On the Reliability of Large Language Models for Causal Discovery
Tao Feng, Lizhen Qu, Niket Tandon, Zhuang Li, Xiaoxi Kang, Gholamreza Haffari
TL;DR
This study evaluates how open-source large language models perform causal discovery, focusing on memorization, generalization, and contextual effects. By leveraging openly accessible pre-training corpora (Dolma and ROOTS) and real-world plus synthetic datasets, the authors show that LLMs memorize frequent causal relations but struggle to generalize to novel or rare ones. They also demonstrate that incorrect causal relations in pre-training can erode confidence in correct predictions, and that contextual information substantially modulates outcomes. The work suggests combining traditional statistical causal discovery with LLM-based approaches and highlights the need to curate pre-training data to minimize conflicting information, with broad implications for reliable causal reasoning in AI systems.
Abstract
This study investigates the efficacy of Large Language Models (LLMs) in causal discovery.
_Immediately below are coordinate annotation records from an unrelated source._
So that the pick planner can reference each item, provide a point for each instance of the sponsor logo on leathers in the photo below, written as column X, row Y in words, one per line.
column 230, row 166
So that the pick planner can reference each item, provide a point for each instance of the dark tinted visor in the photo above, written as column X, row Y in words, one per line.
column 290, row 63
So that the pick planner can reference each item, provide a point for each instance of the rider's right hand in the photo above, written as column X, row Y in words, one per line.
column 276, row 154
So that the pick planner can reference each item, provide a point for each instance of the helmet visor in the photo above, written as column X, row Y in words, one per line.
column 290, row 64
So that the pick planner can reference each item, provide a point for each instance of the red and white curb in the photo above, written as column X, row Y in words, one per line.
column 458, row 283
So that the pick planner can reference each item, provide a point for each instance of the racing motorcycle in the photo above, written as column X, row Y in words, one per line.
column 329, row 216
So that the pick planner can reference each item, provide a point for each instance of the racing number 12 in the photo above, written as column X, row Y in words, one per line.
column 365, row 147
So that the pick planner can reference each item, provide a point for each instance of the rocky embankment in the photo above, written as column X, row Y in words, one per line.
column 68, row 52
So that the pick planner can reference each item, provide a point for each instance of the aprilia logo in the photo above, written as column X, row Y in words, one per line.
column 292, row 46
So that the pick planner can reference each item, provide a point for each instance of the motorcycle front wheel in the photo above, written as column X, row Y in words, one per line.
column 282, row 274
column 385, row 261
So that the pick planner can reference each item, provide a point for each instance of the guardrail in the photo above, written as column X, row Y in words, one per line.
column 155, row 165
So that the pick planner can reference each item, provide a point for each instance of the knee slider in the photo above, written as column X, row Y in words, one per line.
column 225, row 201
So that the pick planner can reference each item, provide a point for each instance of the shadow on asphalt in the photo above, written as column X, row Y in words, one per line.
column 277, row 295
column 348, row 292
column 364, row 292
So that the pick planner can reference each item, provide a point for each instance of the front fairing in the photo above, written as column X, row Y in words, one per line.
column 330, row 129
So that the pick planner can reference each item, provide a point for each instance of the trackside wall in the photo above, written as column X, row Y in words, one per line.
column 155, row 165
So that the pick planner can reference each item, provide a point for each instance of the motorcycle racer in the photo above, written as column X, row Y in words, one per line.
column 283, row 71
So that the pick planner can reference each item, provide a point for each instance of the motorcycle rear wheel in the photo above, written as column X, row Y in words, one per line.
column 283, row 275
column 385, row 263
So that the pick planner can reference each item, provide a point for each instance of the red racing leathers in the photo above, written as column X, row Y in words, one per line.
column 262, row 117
Using newly available open-source LLMs, OLMo and BLOOM, which provide access to their pre-training corpora, we investigate how LLMs address causal discovery through three research questions. We examine: (i) the impact of memorization for accurate causal relation prediction, (ii) the influence of incorrect causal relations in pre-training data, and (iii) the contextual nuances that influence LLMs' understanding of causal relations. Our findings indicate that while LLMs are effective in recognizing causal relations that occur frequently in pre-training data, their ability to generalize to new or rare causal relations is limited. Moreover, the presence of incorrect causal relations significantly undermines the confidence of LLMs in corresponding correct causal relations, and the contextual information critically affects the outcomes of LLMs to discern causal connections between random variables.